The fuzzy-matching library provides an OmniMark module omfuzzy.xmd
with the pattern function fuzzy
:
export switch function fuzzy read-only integer goals distance write-only integer best-distance deletion value integer deletion-distance optional insertion value integer insertion-distance optional replacement value integer replacement-distance optional transposition value integer transposition-distance optional
The function succeeds only if the input prefix approximately matches any of the keys in goals. Each integer
value of the goals shelf items determines the allowed Damerau–Levenshtein distance between its key and the input.
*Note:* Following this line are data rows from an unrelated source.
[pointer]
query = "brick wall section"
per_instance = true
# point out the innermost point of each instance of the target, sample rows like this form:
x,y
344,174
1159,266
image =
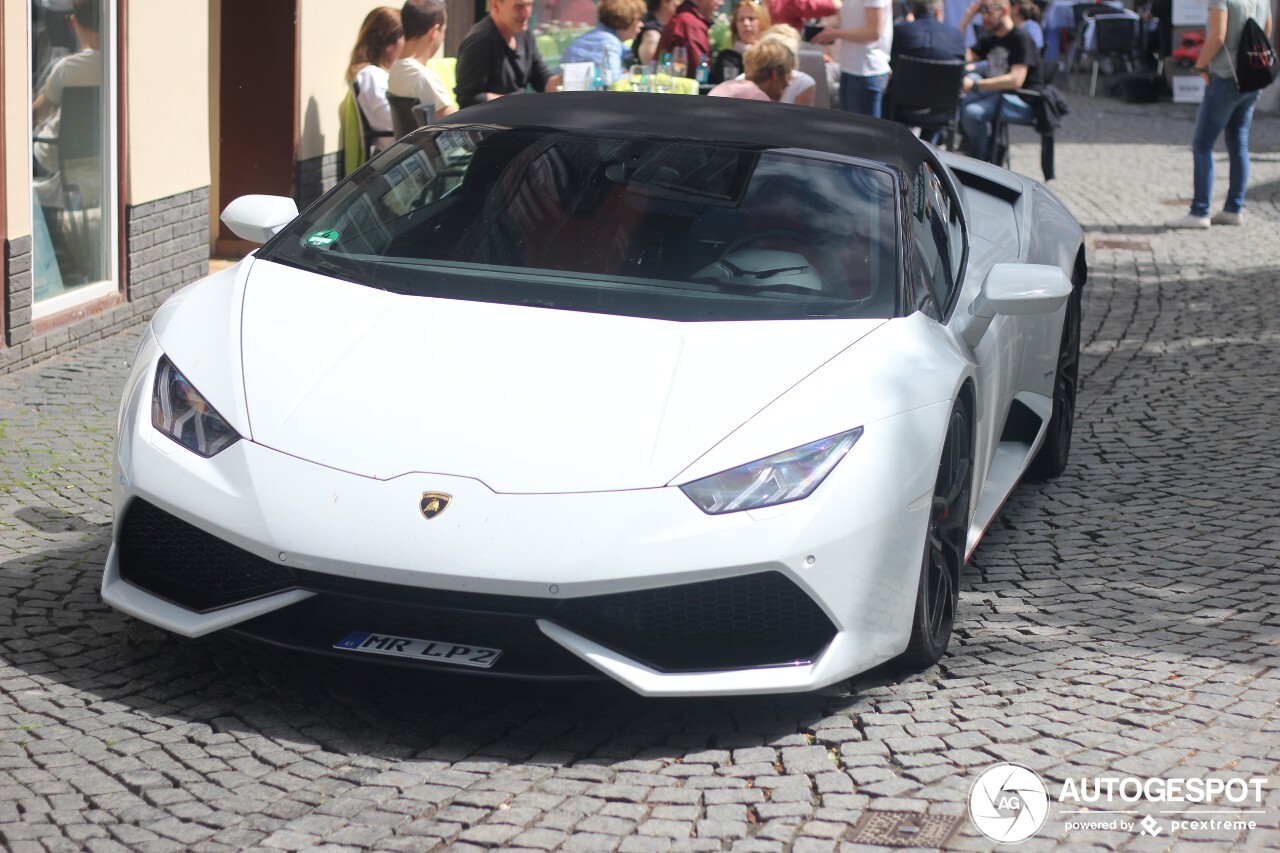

Damerau–Levenshtein distance equals the minimum number of character deletions, insertions, replacements, and transpositions required to transform the target string into the input. The cost of each of the four transformations, if allowed, must be explicitly specified using the appropriate argument.
The matching algorithm the library uses is quite naive and unoptimized. It is, however, fully streaming. The library is not restricted by line boundaries or any other record boundaries.
The provided test program demonstrates the use of the function. It can operate in two modes: line-based matching and word-based matching. The latter is default. The program can take an arbitrary number of arguments. Every numeric argument is considered to specify the allowed distance to the following argument. The argument pair becomes one of the goals. All other command-line arguments are treated as input file names.